Que la classe politique et les médias s’interrogent sur l’empressement de la justice à gommer les traces de ces échanges énigmatiques, c’est naturel. Il ne faudrait pas qu’Alain Berset ait bénéficié d’un traitement de faveur. Mais que certains invoquent habilement le risque de vulnérabilité du ministre pour rappeler l’importance de l’intégrité dans la vie privée, c’est une autre histoire. Car ce doute n’est qu’un prétexte qui cache un phénomène insidieux: la moralisation rampante à l’œuvre dans notre société.

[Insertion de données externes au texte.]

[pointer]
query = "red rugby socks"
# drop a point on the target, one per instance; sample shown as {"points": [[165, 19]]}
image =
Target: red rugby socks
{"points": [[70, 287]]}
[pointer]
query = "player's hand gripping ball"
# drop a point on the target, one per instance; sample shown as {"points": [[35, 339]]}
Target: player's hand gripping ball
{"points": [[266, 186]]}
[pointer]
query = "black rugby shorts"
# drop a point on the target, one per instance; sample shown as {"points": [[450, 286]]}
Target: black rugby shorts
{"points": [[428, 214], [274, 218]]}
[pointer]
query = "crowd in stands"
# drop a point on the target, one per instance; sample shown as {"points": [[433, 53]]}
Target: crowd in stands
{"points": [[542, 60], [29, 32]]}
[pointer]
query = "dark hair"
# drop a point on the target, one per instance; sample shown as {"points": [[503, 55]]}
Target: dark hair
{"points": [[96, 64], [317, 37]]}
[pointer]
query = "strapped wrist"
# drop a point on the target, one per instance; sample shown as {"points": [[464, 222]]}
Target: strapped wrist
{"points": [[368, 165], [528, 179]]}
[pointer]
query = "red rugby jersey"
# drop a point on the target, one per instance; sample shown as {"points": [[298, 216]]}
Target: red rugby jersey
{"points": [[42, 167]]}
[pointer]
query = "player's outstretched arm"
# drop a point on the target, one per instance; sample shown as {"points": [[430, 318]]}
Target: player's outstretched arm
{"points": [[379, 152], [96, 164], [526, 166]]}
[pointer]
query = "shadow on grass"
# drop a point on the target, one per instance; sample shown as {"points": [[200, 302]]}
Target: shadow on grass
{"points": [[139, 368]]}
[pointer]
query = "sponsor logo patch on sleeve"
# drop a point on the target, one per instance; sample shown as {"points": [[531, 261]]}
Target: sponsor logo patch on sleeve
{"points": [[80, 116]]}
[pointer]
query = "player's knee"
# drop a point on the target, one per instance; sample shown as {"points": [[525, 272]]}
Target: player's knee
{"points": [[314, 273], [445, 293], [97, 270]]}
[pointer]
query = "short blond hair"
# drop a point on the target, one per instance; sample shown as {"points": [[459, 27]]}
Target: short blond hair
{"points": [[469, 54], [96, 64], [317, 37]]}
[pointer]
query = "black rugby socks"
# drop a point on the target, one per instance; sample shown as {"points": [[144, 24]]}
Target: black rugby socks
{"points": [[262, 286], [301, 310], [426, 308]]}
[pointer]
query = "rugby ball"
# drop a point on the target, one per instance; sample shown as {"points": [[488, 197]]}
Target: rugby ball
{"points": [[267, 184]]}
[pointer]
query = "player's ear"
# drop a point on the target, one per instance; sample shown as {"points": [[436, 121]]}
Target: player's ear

On voit mal en effet que ces échanges compromettants entre Alain Berset et celle qu’on a appelée pour la circonstance «Scarlett Gehri» et pas «Liselotte Rösti», un pur hasard sans doute, soient de nature à mettre en péril l’Etat. Que reste-t-il alors? La justice ayant parlé de «faits privés», on imagine plutôt des secrets d’alcôve que des secrets d’Etat. Or, on ne sache pas que le flirt ou l’adultère empêchent l’action politique. Mais on le laisse entendre, pour discréditer celle-ci et régler des comptes tout en flattant les nouveaux moralisateurs.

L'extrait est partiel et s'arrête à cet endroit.